A Iitaté, village entièrement évacué, un groupe de travail réunissant des élus municipaux et des habitants a rédigé un plan pour les années à venir afin de sauver le village. Il prévoit notamment la construction de nombreux services sur une zone de 26 hectares. Il est aussi prévu une centrale électrique solaire et un retour en 2016. C’est plus tard qu’initialement prévu, mais encore bien optimiste.
Archives mensuelles : février 2014
Doses prises par les travailleurs
TEPCo a mis en ligne les dernières statistiques concernant les doses prises par les travailleurs sur le site de la centrale de Fukushima daï-ichi. Elle fait des efforts en publiant 6 documents ! Au 31 décembre 2013, on arrive à un total de 31 383 intervenants enregistrés : 4 086 employés de TEPCo et 27 297 sous-traitants.

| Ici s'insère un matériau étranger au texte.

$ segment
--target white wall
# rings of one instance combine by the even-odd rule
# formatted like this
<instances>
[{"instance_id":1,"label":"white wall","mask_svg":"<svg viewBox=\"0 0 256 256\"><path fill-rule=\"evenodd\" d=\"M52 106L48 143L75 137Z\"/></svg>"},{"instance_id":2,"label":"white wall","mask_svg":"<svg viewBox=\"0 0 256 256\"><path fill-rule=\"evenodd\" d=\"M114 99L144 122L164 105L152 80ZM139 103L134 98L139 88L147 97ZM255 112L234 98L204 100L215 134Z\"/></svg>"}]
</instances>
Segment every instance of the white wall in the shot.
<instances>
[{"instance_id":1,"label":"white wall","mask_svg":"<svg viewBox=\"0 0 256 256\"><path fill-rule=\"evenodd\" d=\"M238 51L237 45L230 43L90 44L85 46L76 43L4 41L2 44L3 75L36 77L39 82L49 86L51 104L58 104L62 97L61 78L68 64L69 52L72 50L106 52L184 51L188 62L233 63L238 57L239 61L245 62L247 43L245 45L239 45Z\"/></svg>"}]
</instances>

Ce document en japonais, donne la répartition des doses enregistrées par classe d’âge pour les employés de TEPCo (première colonne) et les sous-traitants (deuxième colonne), le total étant la dernière colonne. Les âges sont indiqués en haut de chaque tableau, à gauche.
Ce document en japonais donne la répartition des doses prises chaque mois (la colonne de gauche est à lire année mois avec des chiffres collés). Ce document en japonais donne la contribution de la dose externe et celui-là de la dose interne.
Rappelons que la plupart des intervenants résident en zone contaminée durant leur séjour à Fukushima et que la dose en dehors de la centrale n’est pas prise en compte. Et, en mars 2011, il n’y avait pas un dosimètre par personne et que les chiffres annoncés sont à prendre avec recul. Il y a aussi eu de la triche.
Reprise en main de la communication
TEPCo a mis en ligne un communiqué où elle se vante des progrès accomplis. Tout va bien. Ainsi, les réacteurs 5 et 6 n’auraient pas été endommagés par le tsunami. Juste lavés à grande eau ? Mais ils seront démantelés. Quel sens du sacrifice !
Les efforts pour mettre la centrale de Kashiwazaki-Kariwa aux normes continuent, sans un mot sur le laxisme qui a prévalu durant des années et qui explique l’immensité des travaux à effectuer.
TEPCo aurait fait des progrès dans la gestion de l’eau contaminée alors que sans le scandale médiatique de l’été 2013, elle n’aurait rien fait ! Mais bon, les progrès avoués sont sur la qualité des cuves et l’administration ! Faut bien positiver pendant que les fuites en mer continuent comme avant et qu’il faut toujours une cuve nouvelle tous les deux jours.
Faute de maîtriser la situation, on essaye de maîtriser la communication. Ce genre de communiqué, qui montre le pouvoir repris par la com, est complètement inutile. Il n’explique rien et décrédibilise toute autre prise de parole. Et dire que TEPCo se vante d’avoir fait des progrès dans la communication sur les risques…
2,9 tonnes de boues radioactives à Kanagawa
Le ministère de l’environnement a classé 2,9 tonnes de boues dans la province de Kanagawa (au Sud de Tôkyô, à 300 km de la centrale) comme déchets radioactifs. Il va devoir les prendre en charge. Il s’agit de boues récoltées dans les caniveaux, gouttières… qui ont plus de 8 000 Bq/kg en césium.
Il y a, en tout, 140 000 tonnes de boues radioactives dépassant cette limite dans 11 provinces du Japon.
Mesures pour diminuer le rayonnement X émis par les cuves pleines d’eau contaminée
Lors de la réunion de la veille à propos de l’eau contaminée, la NRA a auditionné TEPCo à propos du débit de dose trop élevé à la bordure du site, depuis la prise en compte du rayonnement X, comme nous l’avions expliqué. Il monte jusqu’à 8 mSv/an alors que la limite est de 1 mSv/an. C’est un problème pour les travailleurs.
Pour le résoudre, TEPCo a dit qu’elle voulait filtrer l’eau, mais la station ALPS n’est toujours pas au point et elle n’a pas pu donner de calendrier. Bref, la compagnie n’a pas de plan B alors que la station ALPS, initialement prévue pour septembre 2012, cumule les déboires sans remplir les performances attendues.